James Blackshaw - All is Falling

by James Bray Rating:7 Release Date:2010-08-23

Over the past five years James Blackwell has established himself as one of Britain's foremost acoustic guitar players. His music often gets lauded with such adjectives as 'organic' and 'spiritual' and he is occasionally compared to virtuoso folk guitarist, Bert Jansch. However, his compositions are even more meditative than those of Jansch and what's more, on this record, his piano playing is also integral to the music that he creates. On All is Falling, Blackshaw plays electric guitar for the first time but the amplification is restrained and he maintains the high standard of music that he set on such albums as last year's The Glass Bead Game.

Once Blackshaw has a melody, he plays with it and explores its permutations and variations. Most of the pieces on this largely instrumental album are built on a simple melody that repeats throughout the song. This creates a kind of musical mantra as well as giving Blackshaw a canvas to work on. The other harmonies that he layers on to the songs with 12 string guitar and piano elaborate and vary the main theme. His approach to the music creates a kind of natural crescendo which builds organically and provides an intonation of the rapture that is fundamental to the musical experience; his approach to music is definitely that of discovering harmonies rather than composing them and this in itself is inherently spiritual.
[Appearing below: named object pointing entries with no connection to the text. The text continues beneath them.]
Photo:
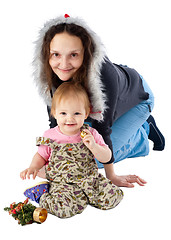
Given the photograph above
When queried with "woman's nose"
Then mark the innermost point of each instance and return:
(64, 63)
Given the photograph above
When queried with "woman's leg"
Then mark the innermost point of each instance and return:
(130, 132)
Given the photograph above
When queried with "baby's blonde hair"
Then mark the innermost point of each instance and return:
(70, 89)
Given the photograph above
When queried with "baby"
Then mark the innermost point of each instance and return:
(69, 151)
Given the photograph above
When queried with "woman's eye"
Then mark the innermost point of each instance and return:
(55, 54)
(74, 54)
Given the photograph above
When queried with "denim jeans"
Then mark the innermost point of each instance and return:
(130, 132)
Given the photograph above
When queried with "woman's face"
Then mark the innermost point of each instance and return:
(66, 55)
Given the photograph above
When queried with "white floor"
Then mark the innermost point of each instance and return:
(140, 38)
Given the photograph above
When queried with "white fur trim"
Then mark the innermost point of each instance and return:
(95, 86)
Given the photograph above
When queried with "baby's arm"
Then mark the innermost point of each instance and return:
(102, 153)
(37, 163)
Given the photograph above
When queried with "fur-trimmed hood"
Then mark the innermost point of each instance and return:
(97, 95)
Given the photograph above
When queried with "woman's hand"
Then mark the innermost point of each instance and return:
(27, 172)
(127, 181)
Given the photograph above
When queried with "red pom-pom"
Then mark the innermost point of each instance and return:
(66, 16)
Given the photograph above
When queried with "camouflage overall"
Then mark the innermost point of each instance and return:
(75, 182)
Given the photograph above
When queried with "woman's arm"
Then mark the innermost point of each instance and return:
(101, 153)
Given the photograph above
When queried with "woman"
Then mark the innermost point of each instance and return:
(68, 50)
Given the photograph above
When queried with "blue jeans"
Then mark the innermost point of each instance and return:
(130, 132)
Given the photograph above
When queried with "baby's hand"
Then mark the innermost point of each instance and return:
(26, 173)
(88, 139)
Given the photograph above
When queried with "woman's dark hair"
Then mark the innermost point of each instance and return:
(81, 75)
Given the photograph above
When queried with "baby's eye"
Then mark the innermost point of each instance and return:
(77, 113)
(63, 113)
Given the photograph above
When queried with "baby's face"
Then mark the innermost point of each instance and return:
(70, 115)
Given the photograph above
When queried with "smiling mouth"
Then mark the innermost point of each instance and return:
(65, 70)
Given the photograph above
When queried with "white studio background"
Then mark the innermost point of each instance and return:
(135, 33)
You can imagine the pagans of Arcadia, under a harvest moon, dancing around fires to music like this. These slightly medieval connotations come from Blackwell's guitar which can often sound a bit like a lute, but his compositions are more subtle and less repetitious than the music that contemporary media leads us to associate with Shakespeare or, ahhmm, Robin Hood. Although his guitar playing is technically brilliant, it never becomes mechanical or ponderous; he maintains a melodious and ethereal aesthetic throughout.

What will immediately strike you when listening to these atmospheric and evocative pieces of music is that they sound like the sound track to a film; perhaps for some existential west-country thriller, if such a film exists. However, Blackshaw's dynamic music is much more orchestral than that of many film scores and perhaps, has more in common with classical music. His superior minstrelling allows him to transcend the wooliness that typifies a lot of mo-folk. All s Falling is a welcome addition to Blackshaw's already impressive back catalogue of guitar-based, symphonic incantation.